Journalists who have lunched with Alice at Bailey’s have noted her love of upmarket seafood dishes (crabcakes, trout). But in The View from Castle Rock, Munro describes the much simpler fare her family cooked at home. A dinner menu for guests might be “round steak pounded and floured and cooked in the oven, mashed potatoes with gravy, boiled parsnips, cabbage salad, biscuits, raisin cookies, crab-apple preserves, pumpkin pie with marshmallow topping … instant coffee, tea.”

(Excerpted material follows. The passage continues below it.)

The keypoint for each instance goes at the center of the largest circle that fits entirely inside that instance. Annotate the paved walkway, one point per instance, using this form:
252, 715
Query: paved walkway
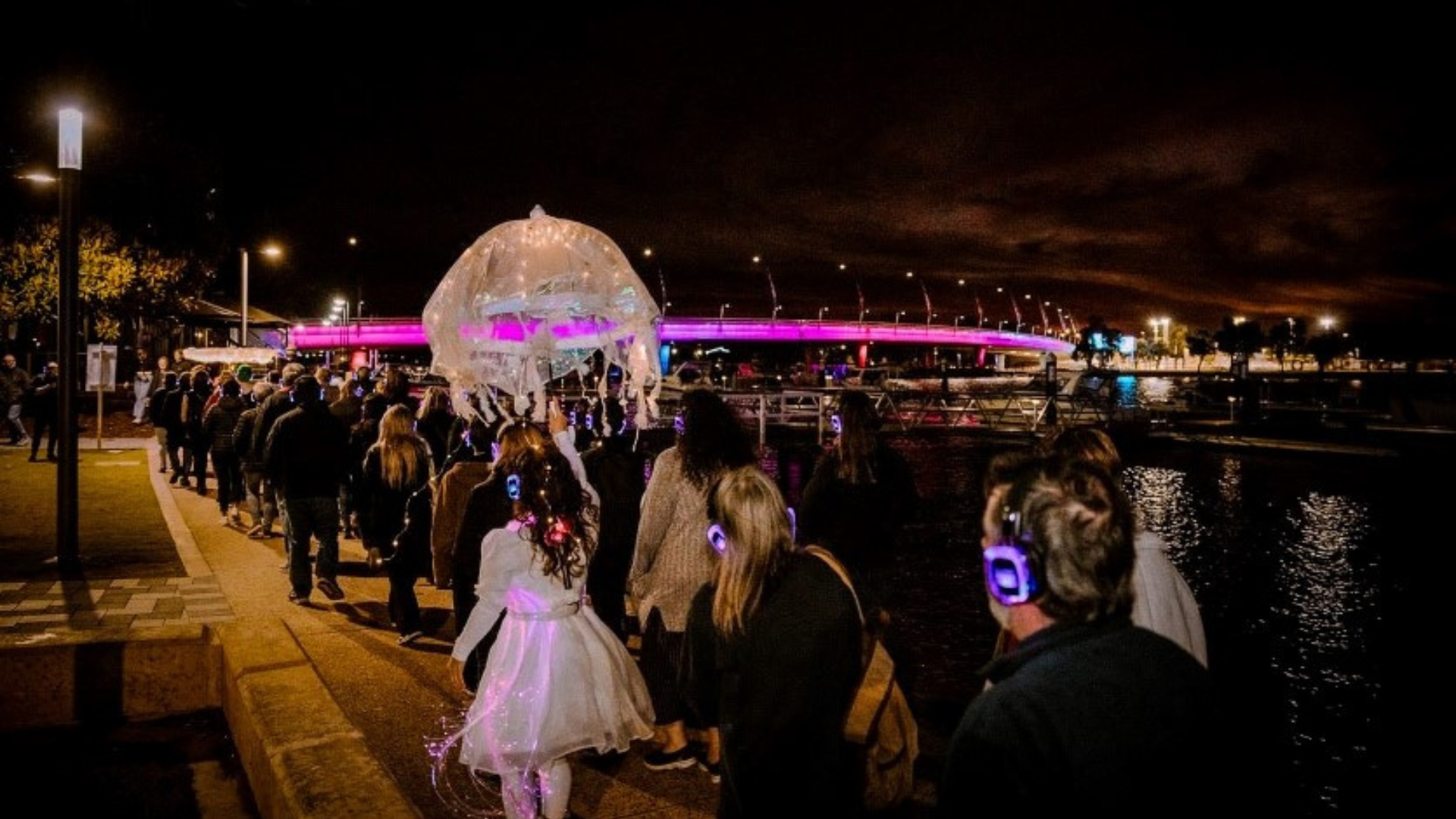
158, 554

Because her mother’s meals were “often haphazard,” the young Munro was sometimes tasked with planning the main meal of the day, and she had a few favorite fallback dishes. Besides hash browns (“fried to a crisp”), one of these was “sliced bread and cheese with milk and beaten eggs poured over it, baked in the oven.” This basic bread pudding (gussied up just a touch here, with more of those local herbs) seems like the ideal dish to eat while reading Munro’s stories. Simple. Satisfying. And not to be underestimated, come awards season.

(Adapted from Thomas Keller’s Ad Hoc at Home)

6 cups 1-inch cubed rosemary country bread, crust removed
2 tablespoons finely chopped fresh rosemary
1 teaspoon fresh thyme leaves
2 eggs
3 cups whole milk
1/4 teaspoon freshly grated nutmeg
Salt and pepper to taste
3/4 cup shredded Comté or Emmanthal cheese

1. Preheat oven to 350°F. Spread bread cubes on a rimmed baking sheet and bake until dry and pale gold, 15 to 20 minutes, turning pan about halfway through.

2. Transfer bread to a large bowl, leaving the oven on. Add fresh rosemary and thyme; toss well.

3. In another large bowl, lightly whisk eggs with milk, nutmeg, salt and pepper. Sprinkle a third of the shredded cheese in bottom of a buttered 9×5-inch loaf pan. Spread half the bread mixture in pan, and sprinkle with another third of the cheese. Spread remaining bread mixture in pan, and sprinkle with remaining cheese. Pour in enough milk mixture to cover bread, and gently press on bread so milk soaks in. Let rest 15 minutes.

4. Add remaining milk mixture, letting some bread cubes protrude. Sprinkle with salt. Bake until pudding is set and top is brown and bubbling, about 65 to 75 minutes. Let cool 10 minutes, then serve.